Rice's Big Pharma PAC haul isn't nearly as eye-popping at $3,000 so far this cycle and $5,500 last cycle. But Rep. Lou Correa of California, who has also made noise about opposing the measure, has taken in $14,500 from Big Pharma PACs this cycle and banked $75,000 last cycle.

The office of House Speaker Nancy Pelosi was quick to respond to the initiative's failure to gain approval in the Energy and Commerce Committee.

"Polling consistently shows immense bipartisan support for Democrats' drug price negotiation legislation, including overwhelming majorities of Republicans and independents who are fed up with Big Pharma charging Americans so much more than they charge for the same medicines overseas," said spokesperson Henry Connelly, promising that the initiative would "remain a cornerstone" of the Build Back Better Act.

Shortly after that statement, the Ways and Means panel approved almost identical drug pricing language.

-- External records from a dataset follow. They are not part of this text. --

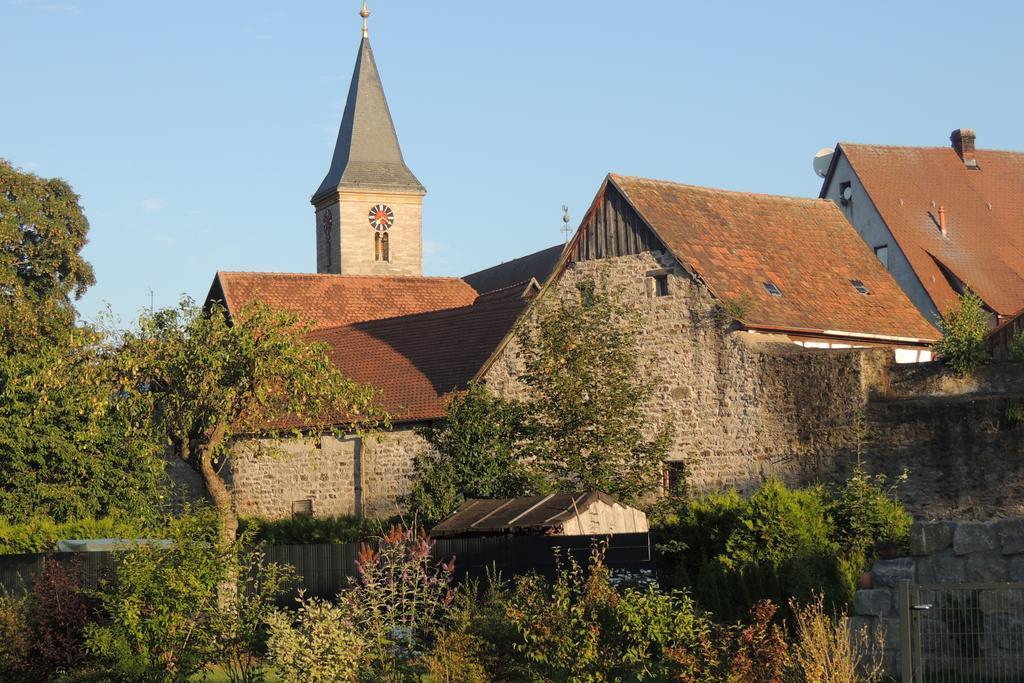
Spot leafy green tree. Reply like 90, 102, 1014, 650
405, 383, 537, 522
516, 280, 671, 502
0, 331, 165, 524
0, 159, 95, 353
114, 298, 385, 549
934, 291, 992, 374
408, 279, 670, 521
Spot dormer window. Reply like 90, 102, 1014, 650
850, 279, 870, 295
763, 281, 782, 297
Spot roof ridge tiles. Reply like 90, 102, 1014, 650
217, 270, 467, 282
610, 173, 835, 204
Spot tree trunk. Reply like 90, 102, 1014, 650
194, 423, 238, 609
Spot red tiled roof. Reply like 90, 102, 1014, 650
304, 289, 531, 423
836, 144, 1024, 317
609, 174, 939, 341
208, 272, 478, 330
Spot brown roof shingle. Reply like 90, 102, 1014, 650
835, 143, 1024, 317
305, 288, 530, 423
609, 174, 939, 341
208, 271, 477, 330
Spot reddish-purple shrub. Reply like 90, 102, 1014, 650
27, 556, 94, 673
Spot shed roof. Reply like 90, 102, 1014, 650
607, 174, 939, 342
827, 143, 1024, 317
430, 492, 624, 537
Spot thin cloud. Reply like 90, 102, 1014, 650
141, 197, 168, 212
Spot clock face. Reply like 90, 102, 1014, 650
368, 204, 394, 232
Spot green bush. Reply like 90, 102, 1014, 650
652, 474, 912, 623
0, 515, 149, 554
237, 514, 399, 546
934, 291, 991, 374
1009, 329, 1024, 362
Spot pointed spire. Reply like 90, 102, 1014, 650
360, 1, 369, 38
312, 16, 424, 203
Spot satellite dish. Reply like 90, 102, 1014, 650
813, 148, 834, 178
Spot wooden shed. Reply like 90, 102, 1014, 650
429, 492, 648, 539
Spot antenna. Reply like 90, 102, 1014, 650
560, 205, 572, 243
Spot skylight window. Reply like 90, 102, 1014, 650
850, 279, 870, 295
762, 282, 782, 297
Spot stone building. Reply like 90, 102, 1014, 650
199, 8, 983, 521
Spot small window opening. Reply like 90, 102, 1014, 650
763, 281, 782, 297
663, 461, 686, 496
874, 245, 889, 269
646, 270, 671, 298
291, 499, 314, 518
374, 231, 390, 262
839, 181, 853, 206
850, 279, 870, 295
653, 274, 669, 297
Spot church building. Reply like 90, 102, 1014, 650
204, 5, 941, 520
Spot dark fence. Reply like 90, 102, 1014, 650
0, 533, 655, 601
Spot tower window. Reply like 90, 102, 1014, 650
375, 231, 390, 262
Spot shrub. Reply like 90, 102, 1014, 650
85, 511, 229, 681
505, 545, 719, 682
238, 514, 400, 545
27, 557, 94, 676
0, 594, 31, 679
0, 515, 148, 554
721, 600, 790, 683
1010, 329, 1024, 362
830, 465, 911, 559
345, 525, 455, 679
265, 593, 364, 683
653, 474, 912, 622
934, 291, 991, 374
790, 594, 885, 683
213, 547, 297, 683
265, 524, 455, 681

The major hurdle, however, is that Pelosi can't afford to lose more than three Democrats on the $3.5 trillion budget bill overall. Murphy reportedly expressed optimism about still supporting the broader package, but "no" votes from Peters, Schafer, and Rice would imperil the entire bill.

Those members have also announced themselves as people who may invite a primary one day, particularly if they vote against overall passage.

"There's a lot of Democrats in deep blue seats who never get seriously challenged about how such large sums of corporate donations may influence their policy positions," said Waleed Shahid, a spokesperson for Justice Democrats, which works to unseat conserva-Dems in safe seats.